LONDON (Reuters) - A modest recovery in Italian stocks failed to lift European equities more broadly in early trading on Wednesday, as investors mulled the possibility of fresh Italian elections as early as July.
The pan-European STOXX 600 (STOXX) index was down 0.1 percent by 0722 GMT, while Germany's DAX (GDAXI) rose 0.2 percent.
Late on Tuesday sources said that Italy may hold repeat elections as early as July after the man asked to be prime minister failed to secure support from major political parties for even a stop-gap government.

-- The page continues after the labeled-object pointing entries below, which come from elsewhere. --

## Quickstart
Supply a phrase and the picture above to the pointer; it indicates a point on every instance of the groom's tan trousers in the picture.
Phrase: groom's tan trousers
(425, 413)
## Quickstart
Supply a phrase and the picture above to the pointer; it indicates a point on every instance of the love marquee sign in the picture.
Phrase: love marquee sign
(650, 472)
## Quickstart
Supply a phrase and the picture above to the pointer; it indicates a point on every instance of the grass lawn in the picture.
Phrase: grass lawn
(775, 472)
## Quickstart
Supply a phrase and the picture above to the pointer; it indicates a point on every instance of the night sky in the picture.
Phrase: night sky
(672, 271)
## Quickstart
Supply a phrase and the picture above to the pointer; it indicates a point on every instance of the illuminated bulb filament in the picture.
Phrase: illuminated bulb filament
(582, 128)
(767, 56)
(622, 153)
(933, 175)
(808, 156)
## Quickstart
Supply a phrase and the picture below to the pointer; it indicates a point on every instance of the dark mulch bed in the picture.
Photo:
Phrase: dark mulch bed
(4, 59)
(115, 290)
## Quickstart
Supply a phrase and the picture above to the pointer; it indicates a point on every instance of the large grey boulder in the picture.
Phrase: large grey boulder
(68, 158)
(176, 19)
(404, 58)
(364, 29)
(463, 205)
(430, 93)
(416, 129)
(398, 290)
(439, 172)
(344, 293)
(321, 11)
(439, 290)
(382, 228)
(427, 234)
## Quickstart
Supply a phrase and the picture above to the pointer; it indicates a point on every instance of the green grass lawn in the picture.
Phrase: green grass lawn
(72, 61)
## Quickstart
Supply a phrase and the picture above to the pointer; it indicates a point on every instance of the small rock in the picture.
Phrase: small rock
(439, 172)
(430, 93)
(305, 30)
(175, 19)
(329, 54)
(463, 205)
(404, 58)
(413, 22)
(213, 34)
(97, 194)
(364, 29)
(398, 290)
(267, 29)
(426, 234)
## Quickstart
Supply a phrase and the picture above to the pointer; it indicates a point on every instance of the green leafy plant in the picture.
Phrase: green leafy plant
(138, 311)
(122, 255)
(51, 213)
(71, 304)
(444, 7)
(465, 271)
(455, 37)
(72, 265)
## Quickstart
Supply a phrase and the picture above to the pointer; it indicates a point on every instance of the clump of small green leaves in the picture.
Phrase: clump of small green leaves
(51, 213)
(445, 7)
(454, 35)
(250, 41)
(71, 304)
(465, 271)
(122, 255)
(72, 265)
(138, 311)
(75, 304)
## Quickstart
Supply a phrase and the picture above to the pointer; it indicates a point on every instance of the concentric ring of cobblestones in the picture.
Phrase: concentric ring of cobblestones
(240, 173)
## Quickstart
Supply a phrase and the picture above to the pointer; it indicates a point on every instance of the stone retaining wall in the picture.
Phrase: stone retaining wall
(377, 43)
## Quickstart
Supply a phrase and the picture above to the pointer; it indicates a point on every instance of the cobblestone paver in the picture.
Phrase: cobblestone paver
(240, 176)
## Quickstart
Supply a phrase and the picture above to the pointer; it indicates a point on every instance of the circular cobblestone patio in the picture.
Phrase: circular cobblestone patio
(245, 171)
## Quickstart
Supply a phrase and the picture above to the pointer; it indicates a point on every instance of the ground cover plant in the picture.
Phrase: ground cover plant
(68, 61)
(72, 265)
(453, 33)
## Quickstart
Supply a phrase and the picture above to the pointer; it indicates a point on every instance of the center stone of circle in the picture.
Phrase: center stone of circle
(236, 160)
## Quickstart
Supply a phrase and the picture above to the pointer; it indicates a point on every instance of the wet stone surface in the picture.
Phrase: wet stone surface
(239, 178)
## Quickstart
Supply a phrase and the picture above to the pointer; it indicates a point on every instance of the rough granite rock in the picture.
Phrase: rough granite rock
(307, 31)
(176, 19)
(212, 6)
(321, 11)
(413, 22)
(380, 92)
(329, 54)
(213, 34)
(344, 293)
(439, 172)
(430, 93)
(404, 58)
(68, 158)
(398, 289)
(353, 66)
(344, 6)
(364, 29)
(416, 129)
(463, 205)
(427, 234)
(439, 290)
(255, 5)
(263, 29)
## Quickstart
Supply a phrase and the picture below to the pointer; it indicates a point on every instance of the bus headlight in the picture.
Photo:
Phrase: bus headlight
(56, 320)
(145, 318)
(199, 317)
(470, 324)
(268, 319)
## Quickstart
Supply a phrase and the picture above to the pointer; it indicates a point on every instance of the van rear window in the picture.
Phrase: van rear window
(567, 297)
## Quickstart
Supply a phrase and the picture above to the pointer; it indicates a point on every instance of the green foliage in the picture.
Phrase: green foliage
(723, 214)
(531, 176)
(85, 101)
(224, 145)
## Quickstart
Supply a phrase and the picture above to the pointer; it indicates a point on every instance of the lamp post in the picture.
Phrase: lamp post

Worries over Italian politics and the country's future in the European Union have hit European stocks this week, with Italy's benchmark FTSE MIB (FTMIB) touching its lowest level since July 2017 on Tuesday. Italian banks (FTIT8300), which dropped 4.7 percent in the previous session, rose 0.6 percent.
Though Italy's index recovered some ground with a 0.5 percent rise on Wednesday, Italian stocks are down 4 percent so far this week and have given up all of 2018's gains.
Elsewhere concerns over U.S.-China trade relations also soured the mood after the U.S. said on Tuesday that it still holds the threat of imposing tariffs on $50 billion of imports from China.
While the focus remained firmly on politics, shares in Vivendi (PA:VIV) were the biggest individual fallers, down 3.8 percent after its subsidiary Canal+ was left empty-handed in a crucial soccer broadcasting rights auction in France on Tuesday.